Ce protocole porte sur les substances chimiques qui migrent depuis les revêtements intérieurs des boîtes de conserve et les emballages, et non sur les particules de plastique. Les deux principaux responsables sont le BPA (bisphénol A) et le DEHP, un phtalate. Les preuves reposent sur des essais cliniques contrôlés chez l'humain, ce qui justifie notre classement « solide ».
Que faire
- Privilégiez les versions fraîches, surgelées ou en bocaux de verre des aliments que vous achetez habituellement en conserve.
- Soyez particulièrement attentif aux soupes, bouillons et autres aliments liquides en conserve. C'est là que l'exposition augmente le plus.
- Utilisez des légumineuses et des tomates sèches ou en bocaux plutôt qu'en conserve, lorsque c'est pratique.

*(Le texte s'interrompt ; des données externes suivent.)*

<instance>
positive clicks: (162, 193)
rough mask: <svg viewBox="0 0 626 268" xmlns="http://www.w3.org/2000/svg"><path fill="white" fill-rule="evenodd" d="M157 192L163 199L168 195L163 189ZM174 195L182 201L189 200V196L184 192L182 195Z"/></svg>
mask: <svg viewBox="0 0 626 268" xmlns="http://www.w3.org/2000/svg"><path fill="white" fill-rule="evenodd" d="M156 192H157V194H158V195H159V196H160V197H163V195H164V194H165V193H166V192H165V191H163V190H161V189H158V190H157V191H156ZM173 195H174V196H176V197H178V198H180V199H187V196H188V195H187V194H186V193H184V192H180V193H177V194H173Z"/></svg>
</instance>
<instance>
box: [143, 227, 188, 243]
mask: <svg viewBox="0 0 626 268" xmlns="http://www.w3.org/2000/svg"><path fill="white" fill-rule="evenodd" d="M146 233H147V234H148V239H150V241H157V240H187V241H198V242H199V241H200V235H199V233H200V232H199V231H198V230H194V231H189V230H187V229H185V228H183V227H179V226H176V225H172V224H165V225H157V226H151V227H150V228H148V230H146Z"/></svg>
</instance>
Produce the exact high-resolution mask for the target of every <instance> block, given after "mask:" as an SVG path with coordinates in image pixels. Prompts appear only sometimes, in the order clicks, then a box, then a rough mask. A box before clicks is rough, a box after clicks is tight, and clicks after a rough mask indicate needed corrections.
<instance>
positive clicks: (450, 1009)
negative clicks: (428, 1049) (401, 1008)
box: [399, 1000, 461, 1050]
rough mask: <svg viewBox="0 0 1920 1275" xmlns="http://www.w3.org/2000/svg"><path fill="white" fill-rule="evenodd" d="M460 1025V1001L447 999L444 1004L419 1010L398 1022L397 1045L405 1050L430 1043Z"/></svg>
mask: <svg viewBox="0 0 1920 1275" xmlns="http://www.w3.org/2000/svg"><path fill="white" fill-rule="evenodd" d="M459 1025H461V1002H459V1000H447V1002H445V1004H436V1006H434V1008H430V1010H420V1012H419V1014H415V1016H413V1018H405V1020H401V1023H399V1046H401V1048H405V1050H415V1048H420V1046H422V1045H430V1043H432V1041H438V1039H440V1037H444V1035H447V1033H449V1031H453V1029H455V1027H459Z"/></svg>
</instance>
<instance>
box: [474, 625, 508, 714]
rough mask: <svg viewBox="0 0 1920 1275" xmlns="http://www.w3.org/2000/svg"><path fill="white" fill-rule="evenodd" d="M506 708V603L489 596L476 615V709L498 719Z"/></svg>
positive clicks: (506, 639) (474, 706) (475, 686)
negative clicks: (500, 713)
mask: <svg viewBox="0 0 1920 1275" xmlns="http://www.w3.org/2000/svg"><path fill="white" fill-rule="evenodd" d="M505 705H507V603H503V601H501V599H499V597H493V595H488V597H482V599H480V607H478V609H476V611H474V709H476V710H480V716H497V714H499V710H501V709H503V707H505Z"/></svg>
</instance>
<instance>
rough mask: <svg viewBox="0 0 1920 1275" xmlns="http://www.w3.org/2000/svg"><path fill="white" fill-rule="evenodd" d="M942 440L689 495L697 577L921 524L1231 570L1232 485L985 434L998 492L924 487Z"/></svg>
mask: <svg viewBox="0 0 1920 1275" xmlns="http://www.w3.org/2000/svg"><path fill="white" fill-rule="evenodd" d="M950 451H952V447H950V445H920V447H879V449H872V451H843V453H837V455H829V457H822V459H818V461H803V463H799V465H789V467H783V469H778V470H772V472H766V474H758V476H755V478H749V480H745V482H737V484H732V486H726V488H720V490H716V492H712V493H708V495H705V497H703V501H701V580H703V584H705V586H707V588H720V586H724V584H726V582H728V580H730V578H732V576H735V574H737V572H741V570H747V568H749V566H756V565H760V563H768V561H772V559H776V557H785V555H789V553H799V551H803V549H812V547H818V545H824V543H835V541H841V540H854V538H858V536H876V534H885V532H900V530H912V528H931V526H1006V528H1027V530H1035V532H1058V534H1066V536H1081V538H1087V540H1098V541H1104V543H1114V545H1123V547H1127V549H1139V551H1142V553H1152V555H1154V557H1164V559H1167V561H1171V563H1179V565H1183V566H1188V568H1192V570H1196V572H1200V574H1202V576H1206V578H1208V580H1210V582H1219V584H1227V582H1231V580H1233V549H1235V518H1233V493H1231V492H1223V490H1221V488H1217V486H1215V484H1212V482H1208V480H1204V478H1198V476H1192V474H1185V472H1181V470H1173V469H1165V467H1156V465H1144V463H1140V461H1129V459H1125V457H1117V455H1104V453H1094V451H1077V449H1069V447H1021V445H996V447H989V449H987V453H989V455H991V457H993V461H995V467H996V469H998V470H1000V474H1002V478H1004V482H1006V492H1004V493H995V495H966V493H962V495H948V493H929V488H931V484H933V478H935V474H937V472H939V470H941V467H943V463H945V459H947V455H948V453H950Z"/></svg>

- Restez dans une démarche durable, pas absolue. Les conserves restent utiles et sans danger à consommer. L'objectif est de réduire l'exposition quotidienne et habituelle, pas d'éliminer chaque boîte de conserve.
Pourquoi ça fonctionne
Dans une intervention alimentaire contrôlée, seulement trois jours d'alimentation fraîche ont réduit le BPA urinaire des participants d'environ 66 % et les métabolites du DEHP d'environ 53 à 56 % (Rudel et al., 2011). L'effet inverse a également été observé. Dans un essai croisé randomisé, consommer une boîte de soupe par jour pendant cinq jours a augmenté le BPA urinaire d'environ 1 221 % par rapport à la consommation de soupe fraîche (Carwile et al., 2011). Ce sont des variations réelles, mesurées chez des personnes, ce qui rend l'effet particulièrement convaincant.
La mise en garde honnête
L'ampleur de l'effet dépend de l'emballage. Beaucoup de conserves sont désormais sans BPA, mais les substituts courants, le BPS et le BPF, sont eux aussi des perturbateurs endocriniens. Ainsi, « sans BPA » ne signifie pas automatiquement « sans risque ». Nous ne pouvons pas non plus encore établir un lien clair entre ces variations d'exposition à court terme et des effets précis sur la santé à long terme. Ce que nous pouvons affirmer clairement : se tourner vers des aliments frais, surgelés et en bocaux de verre réduit de façon fiable votre exposition à ces substances chimiques.